By: Aharon Margalit
The Incredible, Touching Story of Rav Aharon Margalit
Many children struggle with various difficulties and challenges and as a result feel very, very sad and unfortunate. Loyal readers who have followed the Ahrele series know my life story. You know that I, too, had to cope with extremely difficult challenges from a very young age. I, too, felt very unfortunate. I had a lot of anger bottled up inside me; I couldn't understand what I had done to deserve so many difficulties. I was paralyzed - and that came along with a lot of physical and emotional pain and suffering; I had to be far away from my home and family for years - and that made me feel terribly lonely; I was so jealous of other children because they had relatives who visited and brought them treats and games, while my only visitor was my mother, who only came once a week for a short visit. I stuttered for years, which made it hard for me socially. Other people were not always very understanding, and I often felt that everyone looked down on me. Who better than me can understand what you're going through? It is from this place of understanding that I want to share with you, dear boys and girls, what helped me stop feeling pathetic and sorry for myself and begin building my personality - slowly and with lots of siyatta d'Shemaya.

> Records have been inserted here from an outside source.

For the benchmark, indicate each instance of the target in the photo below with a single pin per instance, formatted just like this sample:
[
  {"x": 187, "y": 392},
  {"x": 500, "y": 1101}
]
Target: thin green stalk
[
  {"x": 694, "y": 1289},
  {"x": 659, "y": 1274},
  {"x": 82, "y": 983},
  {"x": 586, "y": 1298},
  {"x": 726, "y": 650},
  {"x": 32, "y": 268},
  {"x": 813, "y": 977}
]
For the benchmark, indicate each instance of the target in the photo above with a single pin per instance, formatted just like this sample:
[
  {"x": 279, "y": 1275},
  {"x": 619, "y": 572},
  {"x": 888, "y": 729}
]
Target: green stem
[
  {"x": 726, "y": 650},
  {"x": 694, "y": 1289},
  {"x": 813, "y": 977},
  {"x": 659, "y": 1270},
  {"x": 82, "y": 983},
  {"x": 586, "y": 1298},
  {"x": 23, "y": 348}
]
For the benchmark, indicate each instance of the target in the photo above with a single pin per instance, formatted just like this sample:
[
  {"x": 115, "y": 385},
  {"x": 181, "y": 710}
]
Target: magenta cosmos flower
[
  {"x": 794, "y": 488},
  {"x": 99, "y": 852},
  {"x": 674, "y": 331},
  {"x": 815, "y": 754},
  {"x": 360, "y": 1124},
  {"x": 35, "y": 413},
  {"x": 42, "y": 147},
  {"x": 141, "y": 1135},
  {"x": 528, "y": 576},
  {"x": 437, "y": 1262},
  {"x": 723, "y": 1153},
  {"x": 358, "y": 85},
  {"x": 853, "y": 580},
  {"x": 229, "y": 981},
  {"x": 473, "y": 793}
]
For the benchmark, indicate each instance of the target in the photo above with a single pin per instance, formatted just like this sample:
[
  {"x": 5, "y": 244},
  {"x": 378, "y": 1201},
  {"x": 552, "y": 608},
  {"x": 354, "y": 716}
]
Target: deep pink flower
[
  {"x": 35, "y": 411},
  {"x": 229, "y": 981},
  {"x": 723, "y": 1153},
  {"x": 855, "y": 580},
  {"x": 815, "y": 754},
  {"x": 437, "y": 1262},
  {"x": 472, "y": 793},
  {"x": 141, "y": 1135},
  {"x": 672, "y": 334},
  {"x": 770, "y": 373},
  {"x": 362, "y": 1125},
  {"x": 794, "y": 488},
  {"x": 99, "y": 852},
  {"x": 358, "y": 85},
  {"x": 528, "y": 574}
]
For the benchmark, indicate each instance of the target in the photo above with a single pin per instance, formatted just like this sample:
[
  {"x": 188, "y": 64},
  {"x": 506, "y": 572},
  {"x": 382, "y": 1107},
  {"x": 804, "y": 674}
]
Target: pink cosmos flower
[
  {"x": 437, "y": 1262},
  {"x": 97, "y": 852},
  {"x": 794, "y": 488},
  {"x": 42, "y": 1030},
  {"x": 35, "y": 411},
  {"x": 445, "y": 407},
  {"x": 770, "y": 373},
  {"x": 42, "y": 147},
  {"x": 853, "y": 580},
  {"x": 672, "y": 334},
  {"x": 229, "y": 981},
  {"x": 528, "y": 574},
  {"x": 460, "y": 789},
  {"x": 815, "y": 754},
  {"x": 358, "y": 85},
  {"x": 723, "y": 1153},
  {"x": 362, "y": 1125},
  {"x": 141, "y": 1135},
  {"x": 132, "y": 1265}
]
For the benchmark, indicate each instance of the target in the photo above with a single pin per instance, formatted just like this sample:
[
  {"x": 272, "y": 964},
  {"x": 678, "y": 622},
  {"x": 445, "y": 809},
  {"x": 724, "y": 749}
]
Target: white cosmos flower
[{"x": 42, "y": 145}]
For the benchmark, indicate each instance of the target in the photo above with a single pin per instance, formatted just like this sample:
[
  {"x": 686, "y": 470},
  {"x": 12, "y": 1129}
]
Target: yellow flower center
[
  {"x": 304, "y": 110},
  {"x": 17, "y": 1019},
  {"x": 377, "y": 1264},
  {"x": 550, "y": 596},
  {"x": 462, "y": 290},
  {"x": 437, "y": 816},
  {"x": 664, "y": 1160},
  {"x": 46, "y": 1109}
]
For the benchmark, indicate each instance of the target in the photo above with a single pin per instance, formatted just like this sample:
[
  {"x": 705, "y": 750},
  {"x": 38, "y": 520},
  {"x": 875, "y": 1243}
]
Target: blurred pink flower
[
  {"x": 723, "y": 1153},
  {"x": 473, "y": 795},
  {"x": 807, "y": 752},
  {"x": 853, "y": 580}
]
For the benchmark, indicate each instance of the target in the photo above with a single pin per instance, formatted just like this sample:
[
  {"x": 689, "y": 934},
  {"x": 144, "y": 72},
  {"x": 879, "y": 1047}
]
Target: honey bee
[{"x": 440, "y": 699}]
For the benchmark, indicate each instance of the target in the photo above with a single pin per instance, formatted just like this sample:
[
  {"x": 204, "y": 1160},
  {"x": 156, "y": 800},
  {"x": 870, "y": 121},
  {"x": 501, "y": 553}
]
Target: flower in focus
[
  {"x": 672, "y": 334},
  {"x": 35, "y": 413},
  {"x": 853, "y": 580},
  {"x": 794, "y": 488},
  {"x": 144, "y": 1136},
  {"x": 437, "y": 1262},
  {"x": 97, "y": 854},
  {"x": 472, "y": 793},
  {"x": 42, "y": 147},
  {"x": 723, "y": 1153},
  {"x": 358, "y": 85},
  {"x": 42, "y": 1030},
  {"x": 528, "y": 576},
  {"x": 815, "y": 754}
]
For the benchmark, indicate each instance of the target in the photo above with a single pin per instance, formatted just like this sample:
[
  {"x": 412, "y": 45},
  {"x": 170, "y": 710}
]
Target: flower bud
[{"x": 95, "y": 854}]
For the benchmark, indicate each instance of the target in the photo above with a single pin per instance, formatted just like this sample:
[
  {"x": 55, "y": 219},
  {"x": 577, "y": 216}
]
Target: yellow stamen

Already at a young age I understood that I would not be able to change reality. Hashem gives each person a certain set of circumstances to work with, based on the qualities of his neshamah and his unique mission in this world. We have no control over that. None of us can decide who his father or mother will be, who his siblings will be, or what blood type he will have. Hashem decides that. But how to deal with the reality we are given is completely in our hands. The Torah commands us to "choose life," and the Gemara teaches us: "Ein ha-davar talui ela bi - Only I can help myself." Once I understood this and accepted my situation, I stopped complaining about how unfair my life was and focused instead on just one thought: What can I do in my present circumstances to help myself? That was the beginning of my growth. As long as a person is complaining, grumbling, jealous of others, and thinking about everything he doesn't have - he cannot grow. Such thoughts weaken him and prevent him from making any progress. When a person accepts the reality of his life, on the other hand, and focuses on what he can do within his reality to help himself, he is in a position to really grow. Everything actually depends on a person's perspective, because our perspective creates our thoughts and decisions, and those, in turn, create the reality of our lives. The stories in this book will, b'ezras Hashem, illustrate this lesson.